Simplified Reading: Genesis 7-10; I Chronicles 1:5-23
*Well, we left Noah beginning work on the Ark that he will use to save himself, his family and a literal boatload of animals. In Chapter 7, God begins qualifying his instructions, telling Noah to take seven of some animals, two of others, seven of birds and etc. I’ve had bosses like this. You no sooner get started than they start changing things all around. I mean, dude, you just said two birds and now you say seven and I just want to know, what’s it going to be tomorrow? FIVE?!
*Oh, that’s right, you’re about to kill everyone on the planet but me. Heh heh, never mind, just . . . however many birds you want, you got, dude. You sure you don’t want like twelve? Those toucans are right pretty. Good job on those. Did I ever tell you that? Good job. But I mean, it’d be a shame to get off the ark with seven toucans and be like wishing you’d had me take ten, you know? So, I . . . seven? Seven toucans. Right you are, sir.
*Does God have a sense of humor? Obviously. He puts up with me. And I kid Him about as often as I kid anybody else. Is such mockery sacrilegious? Come on. Don’t you kid the people you love more than the people you don’t care about? I believe in God and I believe He is absolutely greater than I am. But, man, if you don’t joke about some things, you’d go crazy: death, sex, God. I mean, you have to joke; your mind can’t take it all in otherwise.
*I doubt God gets offended about His depiction in Monty Python and the Holy Grail, in other words. I mean, some of those Psalms, as we’ll see, are pretty grim. I think He gets offended when some people talk about Him seriously; you know, when the Catholic Church argues that it’s God’s will to cover up institutionalized child molestation or the Westboro Baptist Church decides to say that God killed soldiers in Afghanistan and Iraq because He’s pissed about gay civil unions. But I doubt He cares if we joke.

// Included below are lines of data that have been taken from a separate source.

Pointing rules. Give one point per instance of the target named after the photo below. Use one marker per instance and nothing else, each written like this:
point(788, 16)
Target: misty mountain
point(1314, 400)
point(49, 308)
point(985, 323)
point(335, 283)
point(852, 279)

We got our sense of humor somewhere; doubtless He has one too.
*So, it takes Noah a hundred years to build the Ark. We’re told in the New Testament that he also spent this hundred years preaching to his neighbors, trying to get them to repent and join him on the Ark. Noah is six hundred years old and, alone with his wife, sons and sons’ wives, he boards the S.S. Minnow (Original Version) and God shuts the door behind them. The Ark sits for seven days with Noah’s family and all the animals aboard. Then the rain begins.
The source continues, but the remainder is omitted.